Seeing ChatGPT Through Universities' Policies, Resources and Guidelines
Wang, Hui, Dang, Anh, Wu, Zihao, Mac, Son
The advancements in Artificial Intelligence (AI) technologies such as ChatGPT have gained popularity in recent days. The integration of ChatGPT in educational contexts has already created attractions due to a wide range of applications. However, the automatic generation of human-like texts also poses potential risks to academic integrity, especially when faced with writing-intensive language courses. Considering the ongoing debates, this study aims to investigate the academic policies and guidelines established by US universities regarding the use of ChatGPT in teaching and learning. The data sources include academic policies, statements, guidelines as well as relevant resources that were provided by the top 50 universities in the United States, according to U.S. News. Thematic analysis and qualitative analysis were employed in the analysis and showed that most top 50 universities were open but cautious towards the integration of generative AI in teaching and learning and also expressed their concerns on ethical usage, accuracy, and data privacy.

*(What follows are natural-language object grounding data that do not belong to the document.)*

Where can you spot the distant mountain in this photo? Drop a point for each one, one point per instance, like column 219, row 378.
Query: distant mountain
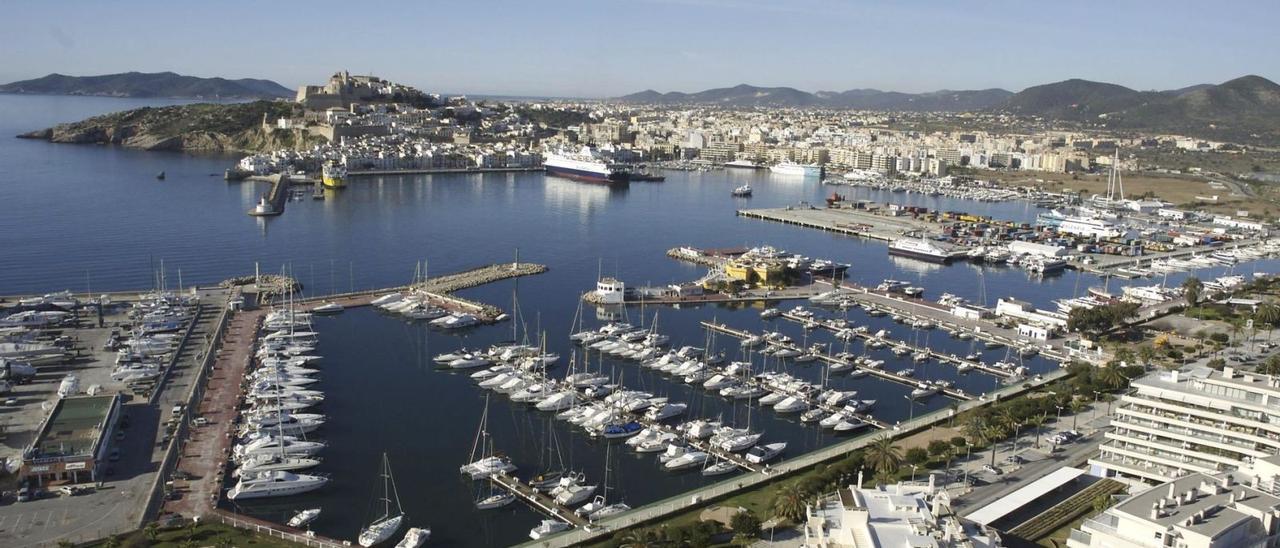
column 150, row 85
column 1246, row 108
column 745, row 95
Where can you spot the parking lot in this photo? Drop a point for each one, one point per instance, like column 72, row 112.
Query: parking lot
column 117, row 502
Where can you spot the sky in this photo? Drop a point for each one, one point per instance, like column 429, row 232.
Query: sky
column 604, row 48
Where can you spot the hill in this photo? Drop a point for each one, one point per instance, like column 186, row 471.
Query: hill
column 200, row 127
column 745, row 95
column 1242, row 109
column 150, row 85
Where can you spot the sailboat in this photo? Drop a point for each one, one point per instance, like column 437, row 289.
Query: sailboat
column 388, row 524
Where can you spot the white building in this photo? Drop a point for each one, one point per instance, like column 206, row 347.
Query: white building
column 1196, row 511
column 896, row 516
column 1192, row 421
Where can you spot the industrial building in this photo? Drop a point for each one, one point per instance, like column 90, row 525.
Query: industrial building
column 71, row 444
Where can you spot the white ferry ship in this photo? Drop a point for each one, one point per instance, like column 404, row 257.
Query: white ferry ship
column 584, row 165
column 920, row 249
column 790, row 168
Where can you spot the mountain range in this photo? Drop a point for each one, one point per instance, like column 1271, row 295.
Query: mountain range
column 1246, row 108
column 150, row 85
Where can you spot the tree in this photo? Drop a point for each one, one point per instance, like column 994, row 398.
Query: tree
column 1146, row 354
column 917, row 456
column 745, row 525
column 940, row 448
column 1192, row 290
column 789, row 503
column 883, row 457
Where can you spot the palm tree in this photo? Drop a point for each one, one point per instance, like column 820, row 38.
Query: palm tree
column 790, row 503
column 883, row 457
column 1192, row 288
column 1112, row 378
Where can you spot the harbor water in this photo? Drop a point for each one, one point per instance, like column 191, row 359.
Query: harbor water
column 95, row 218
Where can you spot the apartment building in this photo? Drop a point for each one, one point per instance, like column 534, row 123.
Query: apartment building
column 1191, row 421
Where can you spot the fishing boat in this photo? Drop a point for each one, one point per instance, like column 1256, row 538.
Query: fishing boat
column 389, row 523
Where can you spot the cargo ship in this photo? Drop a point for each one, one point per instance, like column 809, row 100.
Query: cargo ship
column 585, row 165
column 790, row 168
column 920, row 249
column 333, row 176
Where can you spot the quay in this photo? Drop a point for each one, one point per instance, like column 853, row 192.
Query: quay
column 894, row 343
column 682, row 502
column 199, row 455
column 881, row 373
column 844, row 220
column 536, row 499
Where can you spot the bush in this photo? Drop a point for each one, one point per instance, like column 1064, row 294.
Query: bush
column 745, row 524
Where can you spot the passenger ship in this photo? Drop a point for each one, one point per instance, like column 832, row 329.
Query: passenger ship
column 333, row 176
column 584, row 165
column 920, row 249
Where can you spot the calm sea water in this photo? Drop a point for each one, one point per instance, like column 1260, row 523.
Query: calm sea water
column 96, row 218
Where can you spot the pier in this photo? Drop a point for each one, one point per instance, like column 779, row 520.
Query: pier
column 538, row 501
column 894, row 343
column 881, row 373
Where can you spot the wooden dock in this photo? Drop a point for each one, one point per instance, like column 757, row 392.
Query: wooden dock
column 538, row 501
column 883, row 374
column 912, row 348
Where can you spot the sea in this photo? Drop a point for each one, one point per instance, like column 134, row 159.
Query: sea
column 96, row 219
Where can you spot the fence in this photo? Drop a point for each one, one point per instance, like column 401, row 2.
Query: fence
column 722, row 489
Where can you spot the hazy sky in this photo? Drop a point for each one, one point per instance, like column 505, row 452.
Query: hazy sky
column 606, row 48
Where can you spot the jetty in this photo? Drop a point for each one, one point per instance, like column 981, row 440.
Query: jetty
column 887, row 375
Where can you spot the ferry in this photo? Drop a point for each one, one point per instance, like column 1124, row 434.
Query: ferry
column 920, row 249
column 743, row 164
column 584, row 165
column 790, row 168
column 333, row 176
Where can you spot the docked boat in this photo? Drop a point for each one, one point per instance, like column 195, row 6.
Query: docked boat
column 328, row 307
column 760, row 455
column 584, row 165
column 547, row 528
column 415, row 538
column 304, row 517
column 389, row 523
column 274, row 484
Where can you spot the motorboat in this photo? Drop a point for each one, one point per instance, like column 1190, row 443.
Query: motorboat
column 496, row 501
column 547, row 528
column 415, row 538
column 689, row 460
column 275, row 484
column 328, row 307
column 304, row 517
column 760, row 455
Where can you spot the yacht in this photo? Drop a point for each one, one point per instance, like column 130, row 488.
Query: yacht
column 760, row 455
column 304, row 517
column 389, row 523
column 274, row 484
column 547, row 528
column 415, row 538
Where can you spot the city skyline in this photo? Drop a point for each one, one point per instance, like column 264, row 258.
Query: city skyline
column 667, row 45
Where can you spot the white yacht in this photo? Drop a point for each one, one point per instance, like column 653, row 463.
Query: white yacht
column 389, row 523
column 275, row 484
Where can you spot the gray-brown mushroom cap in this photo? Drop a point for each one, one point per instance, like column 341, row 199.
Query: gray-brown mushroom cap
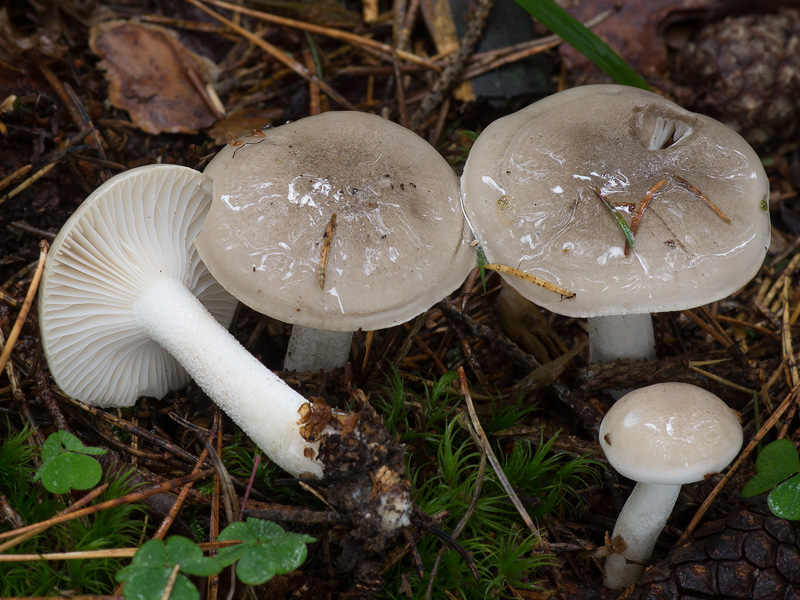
column 400, row 241
column 528, row 193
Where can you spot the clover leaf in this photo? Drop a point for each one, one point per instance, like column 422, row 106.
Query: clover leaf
column 266, row 550
column 778, row 469
column 66, row 464
column 149, row 572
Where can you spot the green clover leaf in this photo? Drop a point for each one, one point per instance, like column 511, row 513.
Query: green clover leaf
column 66, row 464
column 777, row 462
column 266, row 550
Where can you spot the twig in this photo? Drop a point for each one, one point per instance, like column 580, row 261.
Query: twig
column 94, row 554
column 337, row 34
column 637, row 218
column 506, row 270
column 71, row 508
column 26, row 306
column 137, row 430
column 681, row 181
column 276, row 53
column 170, row 517
column 490, row 455
column 451, row 73
column 790, row 397
column 472, row 505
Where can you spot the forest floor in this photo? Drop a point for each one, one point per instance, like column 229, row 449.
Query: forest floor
column 69, row 123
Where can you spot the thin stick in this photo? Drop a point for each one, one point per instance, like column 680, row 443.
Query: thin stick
column 530, row 278
column 71, row 508
column 618, row 217
column 790, row 397
column 276, row 53
column 26, row 306
column 324, row 253
column 490, row 455
column 122, row 500
column 637, row 218
column 336, row 34
column 701, row 195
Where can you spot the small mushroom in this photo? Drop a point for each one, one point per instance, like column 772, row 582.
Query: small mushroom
column 661, row 436
column 337, row 222
column 551, row 189
column 127, row 309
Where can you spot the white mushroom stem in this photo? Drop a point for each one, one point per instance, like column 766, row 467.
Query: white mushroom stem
column 621, row 337
column 256, row 399
column 639, row 524
column 314, row 349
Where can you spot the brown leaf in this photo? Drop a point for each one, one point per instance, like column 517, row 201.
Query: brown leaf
column 635, row 31
column 149, row 73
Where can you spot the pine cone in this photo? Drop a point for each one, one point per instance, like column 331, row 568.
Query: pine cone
column 745, row 71
column 745, row 555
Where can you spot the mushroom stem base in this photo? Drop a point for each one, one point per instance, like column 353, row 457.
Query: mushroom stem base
column 639, row 524
column 255, row 398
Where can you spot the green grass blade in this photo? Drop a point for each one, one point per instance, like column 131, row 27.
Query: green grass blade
column 580, row 37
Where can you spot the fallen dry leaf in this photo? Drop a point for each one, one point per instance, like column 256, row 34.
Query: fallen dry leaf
column 149, row 73
column 635, row 30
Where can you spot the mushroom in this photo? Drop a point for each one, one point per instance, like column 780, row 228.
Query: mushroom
column 661, row 436
column 539, row 187
column 127, row 309
column 335, row 222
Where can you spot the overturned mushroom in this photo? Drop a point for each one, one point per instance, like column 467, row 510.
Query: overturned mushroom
column 335, row 222
column 123, row 313
column 556, row 188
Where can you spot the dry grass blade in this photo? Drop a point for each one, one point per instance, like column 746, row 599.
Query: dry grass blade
column 98, row 554
column 26, row 306
column 126, row 499
column 506, row 270
column 71, row 508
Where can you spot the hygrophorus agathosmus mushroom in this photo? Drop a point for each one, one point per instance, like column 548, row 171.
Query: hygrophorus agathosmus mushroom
column 539, row 186
column 334, row 223
column 124, row 312
column 661, row 436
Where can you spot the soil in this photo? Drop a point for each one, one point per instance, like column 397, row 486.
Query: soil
column 64, row 133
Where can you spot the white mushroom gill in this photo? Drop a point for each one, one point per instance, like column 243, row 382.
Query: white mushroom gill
column 124, row 312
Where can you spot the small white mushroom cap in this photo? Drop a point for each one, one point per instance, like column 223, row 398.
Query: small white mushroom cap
column 130, row 232
column 400, row 241
column 661, row 436
column 527, row 188
column 670, row 433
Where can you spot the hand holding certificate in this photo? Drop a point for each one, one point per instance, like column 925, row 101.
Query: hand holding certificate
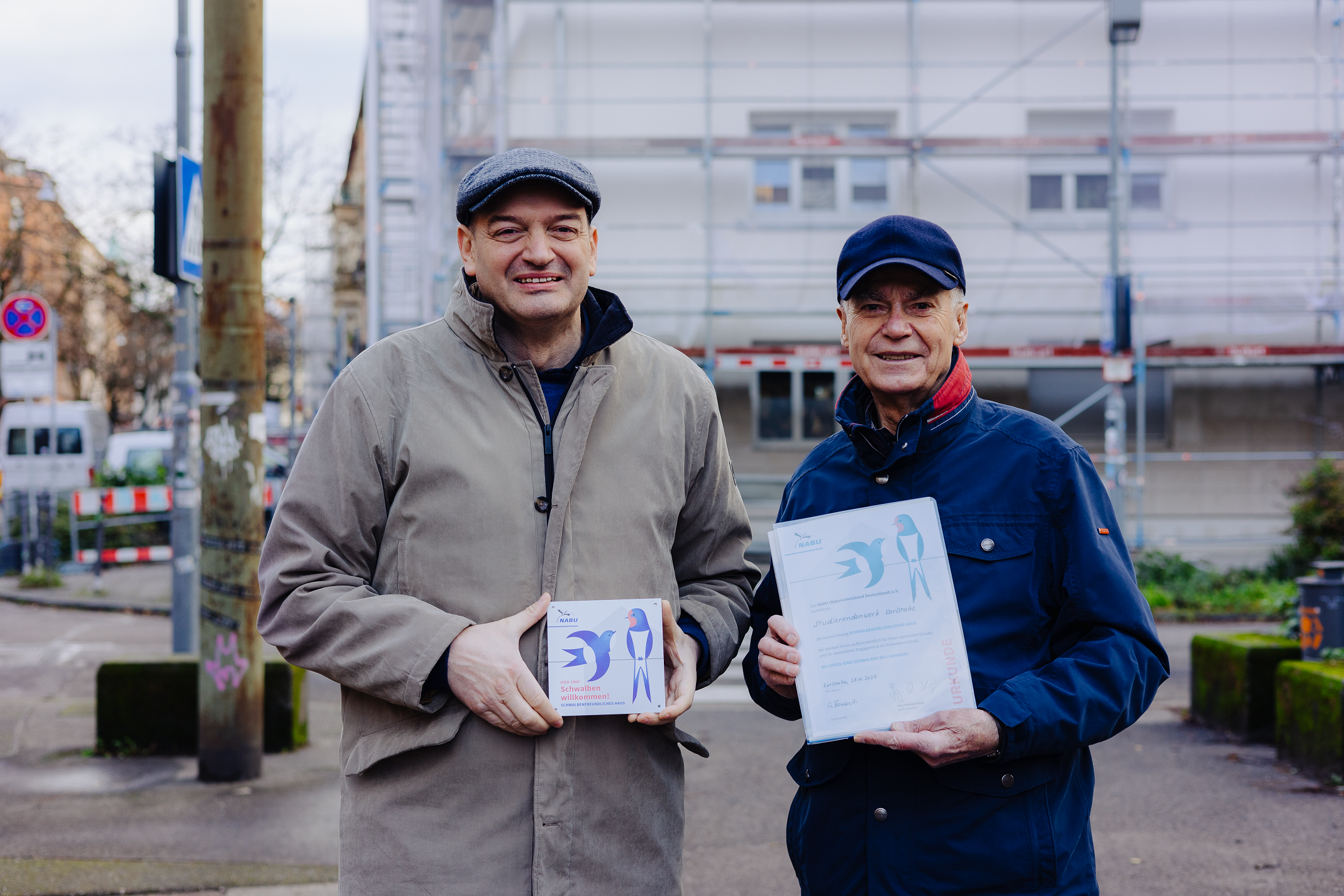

Most universities also provided a variety of resources and guidelines, including syllabus templates/samples, workshops and discussions, shared articles, and one-on-one consultations, with focuses on general technical introduction, ethical concerns, pedagogical applications, preventive strategies, data privacy, limitations, and detective tools. The findings will inform future policy-making regarding the integration of ChatGPT in college-level education and influence the provision of supportive resources by universities for the appropriate application of ChatGPT in education.